La Belgique pourrait aussi renforcer les contrôles qui ont déjà cours sur les importations d’aliments provenant du Japon, voire envisager la suspension de certaines d’entre elles, ajoute-t-il. Et de rappeler qu’il avait déjà interpellé Didier Reynders (MR) en octobre 2019 et, le 7 juillet dernier, son successeur au portefeuille des Affaires étrangères, Philippe Goffin (MR), sur cette question. Tous deux avaient reconnu le problème, le second nommé affirmant qu’il s’opposerait clairement à cette décision.
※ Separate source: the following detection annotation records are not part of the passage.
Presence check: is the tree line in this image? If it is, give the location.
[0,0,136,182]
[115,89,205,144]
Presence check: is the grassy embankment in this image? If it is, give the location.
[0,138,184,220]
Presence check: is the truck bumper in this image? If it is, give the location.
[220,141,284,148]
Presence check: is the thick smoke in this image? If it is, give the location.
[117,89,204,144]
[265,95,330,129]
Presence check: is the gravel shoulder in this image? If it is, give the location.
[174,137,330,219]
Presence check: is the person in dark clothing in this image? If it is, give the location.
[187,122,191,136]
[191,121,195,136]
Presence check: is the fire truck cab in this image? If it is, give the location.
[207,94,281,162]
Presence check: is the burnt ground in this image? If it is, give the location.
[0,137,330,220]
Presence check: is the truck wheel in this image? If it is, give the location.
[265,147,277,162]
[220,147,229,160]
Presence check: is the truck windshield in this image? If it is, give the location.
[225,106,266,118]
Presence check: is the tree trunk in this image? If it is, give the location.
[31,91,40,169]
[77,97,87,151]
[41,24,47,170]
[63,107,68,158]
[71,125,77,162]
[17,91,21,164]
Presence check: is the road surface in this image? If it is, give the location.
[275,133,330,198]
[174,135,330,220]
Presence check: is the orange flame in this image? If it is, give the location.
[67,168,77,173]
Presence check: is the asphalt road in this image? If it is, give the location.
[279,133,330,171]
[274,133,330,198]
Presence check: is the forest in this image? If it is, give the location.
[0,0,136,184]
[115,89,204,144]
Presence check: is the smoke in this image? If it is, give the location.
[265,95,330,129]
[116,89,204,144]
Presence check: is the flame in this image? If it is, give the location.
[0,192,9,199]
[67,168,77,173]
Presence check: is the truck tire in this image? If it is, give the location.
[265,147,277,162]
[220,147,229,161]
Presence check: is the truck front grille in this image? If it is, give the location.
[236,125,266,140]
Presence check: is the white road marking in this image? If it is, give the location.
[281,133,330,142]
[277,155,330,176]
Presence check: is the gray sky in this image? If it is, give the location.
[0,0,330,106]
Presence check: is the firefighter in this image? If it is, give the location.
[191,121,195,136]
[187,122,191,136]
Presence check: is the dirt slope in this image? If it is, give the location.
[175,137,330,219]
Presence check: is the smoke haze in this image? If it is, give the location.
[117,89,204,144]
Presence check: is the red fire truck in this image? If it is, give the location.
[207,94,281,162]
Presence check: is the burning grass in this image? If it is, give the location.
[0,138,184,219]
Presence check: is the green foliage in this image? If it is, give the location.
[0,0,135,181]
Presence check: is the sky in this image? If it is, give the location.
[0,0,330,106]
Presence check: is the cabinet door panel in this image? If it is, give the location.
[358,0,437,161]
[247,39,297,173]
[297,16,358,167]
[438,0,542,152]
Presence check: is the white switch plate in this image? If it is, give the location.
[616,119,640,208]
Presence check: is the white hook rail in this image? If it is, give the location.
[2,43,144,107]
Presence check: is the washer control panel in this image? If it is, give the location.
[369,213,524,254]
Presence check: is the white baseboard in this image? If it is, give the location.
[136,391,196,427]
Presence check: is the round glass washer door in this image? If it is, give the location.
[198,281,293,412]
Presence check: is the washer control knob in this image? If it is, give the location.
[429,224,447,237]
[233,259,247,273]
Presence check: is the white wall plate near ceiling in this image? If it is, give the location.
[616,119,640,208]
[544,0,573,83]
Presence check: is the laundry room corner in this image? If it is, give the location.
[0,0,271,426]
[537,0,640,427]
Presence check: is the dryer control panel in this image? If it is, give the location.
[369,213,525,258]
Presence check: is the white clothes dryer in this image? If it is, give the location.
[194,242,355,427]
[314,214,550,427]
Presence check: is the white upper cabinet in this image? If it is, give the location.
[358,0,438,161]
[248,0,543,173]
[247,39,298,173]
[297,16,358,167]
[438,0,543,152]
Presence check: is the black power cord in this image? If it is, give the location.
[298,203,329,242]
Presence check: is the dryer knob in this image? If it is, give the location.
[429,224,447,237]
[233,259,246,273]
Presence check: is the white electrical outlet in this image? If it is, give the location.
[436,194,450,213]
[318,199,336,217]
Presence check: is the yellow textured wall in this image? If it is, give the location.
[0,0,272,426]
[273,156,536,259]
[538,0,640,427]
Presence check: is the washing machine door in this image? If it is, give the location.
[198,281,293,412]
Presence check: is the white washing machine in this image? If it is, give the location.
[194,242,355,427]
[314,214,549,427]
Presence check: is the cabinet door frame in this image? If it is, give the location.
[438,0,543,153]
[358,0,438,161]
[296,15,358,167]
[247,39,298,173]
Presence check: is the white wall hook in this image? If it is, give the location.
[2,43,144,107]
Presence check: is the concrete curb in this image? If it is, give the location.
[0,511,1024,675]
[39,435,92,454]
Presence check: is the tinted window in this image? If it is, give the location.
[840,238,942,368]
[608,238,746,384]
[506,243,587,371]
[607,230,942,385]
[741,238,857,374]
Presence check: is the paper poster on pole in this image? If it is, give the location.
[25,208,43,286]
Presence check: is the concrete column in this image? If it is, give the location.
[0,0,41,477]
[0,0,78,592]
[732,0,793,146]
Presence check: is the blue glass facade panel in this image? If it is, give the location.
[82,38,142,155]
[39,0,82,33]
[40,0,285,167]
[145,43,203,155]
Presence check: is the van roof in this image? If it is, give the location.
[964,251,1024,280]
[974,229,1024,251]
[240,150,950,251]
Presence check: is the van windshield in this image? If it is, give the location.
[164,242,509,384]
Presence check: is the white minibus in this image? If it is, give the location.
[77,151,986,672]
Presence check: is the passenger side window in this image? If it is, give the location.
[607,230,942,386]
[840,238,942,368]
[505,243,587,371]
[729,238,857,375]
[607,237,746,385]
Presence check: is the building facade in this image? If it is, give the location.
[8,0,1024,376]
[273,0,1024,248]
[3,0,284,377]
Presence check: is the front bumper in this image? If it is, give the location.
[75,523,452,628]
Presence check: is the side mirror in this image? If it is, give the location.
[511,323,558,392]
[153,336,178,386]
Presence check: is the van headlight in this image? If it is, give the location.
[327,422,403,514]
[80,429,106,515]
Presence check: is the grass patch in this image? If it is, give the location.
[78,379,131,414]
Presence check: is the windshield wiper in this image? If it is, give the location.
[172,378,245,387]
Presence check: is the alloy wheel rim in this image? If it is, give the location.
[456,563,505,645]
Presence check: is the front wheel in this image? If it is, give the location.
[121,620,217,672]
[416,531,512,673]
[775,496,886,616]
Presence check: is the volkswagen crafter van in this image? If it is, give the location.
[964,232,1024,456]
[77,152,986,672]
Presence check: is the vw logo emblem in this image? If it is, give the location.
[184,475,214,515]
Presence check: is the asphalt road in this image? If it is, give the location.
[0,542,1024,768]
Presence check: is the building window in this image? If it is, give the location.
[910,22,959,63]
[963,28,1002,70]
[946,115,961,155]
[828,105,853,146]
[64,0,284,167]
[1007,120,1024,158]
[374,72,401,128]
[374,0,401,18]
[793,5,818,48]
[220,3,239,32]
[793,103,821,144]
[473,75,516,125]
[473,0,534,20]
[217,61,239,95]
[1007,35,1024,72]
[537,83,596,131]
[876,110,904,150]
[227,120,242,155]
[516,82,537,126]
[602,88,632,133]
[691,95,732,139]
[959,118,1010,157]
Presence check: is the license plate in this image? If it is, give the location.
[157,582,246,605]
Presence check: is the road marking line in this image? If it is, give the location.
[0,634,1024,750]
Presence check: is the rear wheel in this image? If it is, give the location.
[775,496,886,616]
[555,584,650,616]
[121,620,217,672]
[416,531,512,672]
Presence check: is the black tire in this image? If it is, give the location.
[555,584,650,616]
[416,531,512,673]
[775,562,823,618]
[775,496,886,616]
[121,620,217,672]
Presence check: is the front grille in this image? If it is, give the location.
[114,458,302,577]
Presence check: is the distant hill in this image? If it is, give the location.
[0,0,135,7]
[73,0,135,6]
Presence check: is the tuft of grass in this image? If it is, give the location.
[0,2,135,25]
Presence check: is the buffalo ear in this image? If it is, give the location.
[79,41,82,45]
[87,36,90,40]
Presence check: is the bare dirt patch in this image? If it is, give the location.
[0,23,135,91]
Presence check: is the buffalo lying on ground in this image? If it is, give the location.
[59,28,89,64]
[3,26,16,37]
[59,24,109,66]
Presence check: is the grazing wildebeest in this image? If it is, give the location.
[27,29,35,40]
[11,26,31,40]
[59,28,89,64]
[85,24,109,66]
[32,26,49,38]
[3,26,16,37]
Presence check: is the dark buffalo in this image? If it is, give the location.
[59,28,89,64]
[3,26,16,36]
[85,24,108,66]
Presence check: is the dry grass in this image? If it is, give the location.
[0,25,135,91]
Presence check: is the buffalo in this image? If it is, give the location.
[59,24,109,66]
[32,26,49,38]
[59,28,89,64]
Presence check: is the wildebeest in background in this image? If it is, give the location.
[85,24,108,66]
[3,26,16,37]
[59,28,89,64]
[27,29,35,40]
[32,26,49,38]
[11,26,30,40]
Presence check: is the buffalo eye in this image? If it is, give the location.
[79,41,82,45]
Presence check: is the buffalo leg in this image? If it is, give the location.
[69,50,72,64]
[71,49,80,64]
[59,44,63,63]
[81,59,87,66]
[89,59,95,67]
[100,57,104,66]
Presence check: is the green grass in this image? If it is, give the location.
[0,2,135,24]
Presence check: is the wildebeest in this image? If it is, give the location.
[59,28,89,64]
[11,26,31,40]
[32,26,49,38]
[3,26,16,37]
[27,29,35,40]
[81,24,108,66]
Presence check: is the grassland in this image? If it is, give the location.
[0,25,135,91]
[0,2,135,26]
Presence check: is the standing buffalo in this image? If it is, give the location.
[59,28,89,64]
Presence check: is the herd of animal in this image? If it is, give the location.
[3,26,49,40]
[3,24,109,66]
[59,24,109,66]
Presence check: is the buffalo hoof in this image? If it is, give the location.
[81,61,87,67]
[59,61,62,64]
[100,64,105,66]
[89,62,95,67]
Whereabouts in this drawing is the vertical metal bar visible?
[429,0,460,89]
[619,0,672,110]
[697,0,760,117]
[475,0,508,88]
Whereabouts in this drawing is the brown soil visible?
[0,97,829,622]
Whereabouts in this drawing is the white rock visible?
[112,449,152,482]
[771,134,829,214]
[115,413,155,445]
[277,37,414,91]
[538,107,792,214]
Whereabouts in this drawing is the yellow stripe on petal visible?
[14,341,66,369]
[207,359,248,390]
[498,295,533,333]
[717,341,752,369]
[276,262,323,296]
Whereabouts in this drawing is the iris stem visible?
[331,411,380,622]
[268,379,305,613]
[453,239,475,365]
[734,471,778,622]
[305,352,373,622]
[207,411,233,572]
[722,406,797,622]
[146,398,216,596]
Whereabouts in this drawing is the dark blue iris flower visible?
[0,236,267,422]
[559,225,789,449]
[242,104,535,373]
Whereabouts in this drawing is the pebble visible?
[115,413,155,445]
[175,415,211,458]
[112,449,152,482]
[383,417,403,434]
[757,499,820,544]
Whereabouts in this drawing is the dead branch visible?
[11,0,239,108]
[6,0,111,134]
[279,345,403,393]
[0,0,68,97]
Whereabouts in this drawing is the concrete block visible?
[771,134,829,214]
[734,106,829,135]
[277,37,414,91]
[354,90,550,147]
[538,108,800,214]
"Je suis conscient qu’il y a des enjeux économiques énormes pour le Japon et en particulier pour l’opérateur Tepco qui fut à l’origine de la catastrophe de Fukushima. Mais je ne peux pas accepter que l’on rejette n’importe quoi dans l’océan. On a déjà un septième continent de plastique, il faut tout faire pour éviter d’y ajouter un huitième continent radioactif. Le principe de précaution doit primer, surtout dans un domaine aussi sensible. On ne peut vraiment pas faire l’impasse sur une étude d’incidences menée en bonne et due forme par un groupe d’experts internationaux. Le problème posé par cette eau n’est pas neuf. Ce qui est nouveau, c’est l’empressement du Japon à prendre une décision en plein milieu d’une crise sanitaire, qui nous empêcherait de mener ces études scientifiques indépendantes."
Contraire au droit international
Pour la Pre Delphine Misonne, qui enseigne le droit de l’environnement à l’Université Saint-Louis Bruxelles, il semble évident qu’une telle démarche prise unilatéralement par le gouvernement japonais contreviendrait au droit international. "Les États font ce qu’ils veulent sur leur territoire en matière d’environnement, cela relève de leur choix souverain, explique-t-elle. Mais leur responsabilité est engagée dès lors que leur politique environnementale a un impact soit sur le territoire d’un autre État, soit dans des zones qui ne relèvent d’aucune juridiction nationale, comme la haute mer, par exemple." La Cour internationale de justice a consacré ce principe (le principe 21) qui découle de la Déclaration de Stockholm comme "un élément fondamental du droit international général", poursuit-elle. "Et depuis 2018, la Cour a accepté de sanctionner le dommage aux services écologiq ues. On serait en plein dans ce cas de figure."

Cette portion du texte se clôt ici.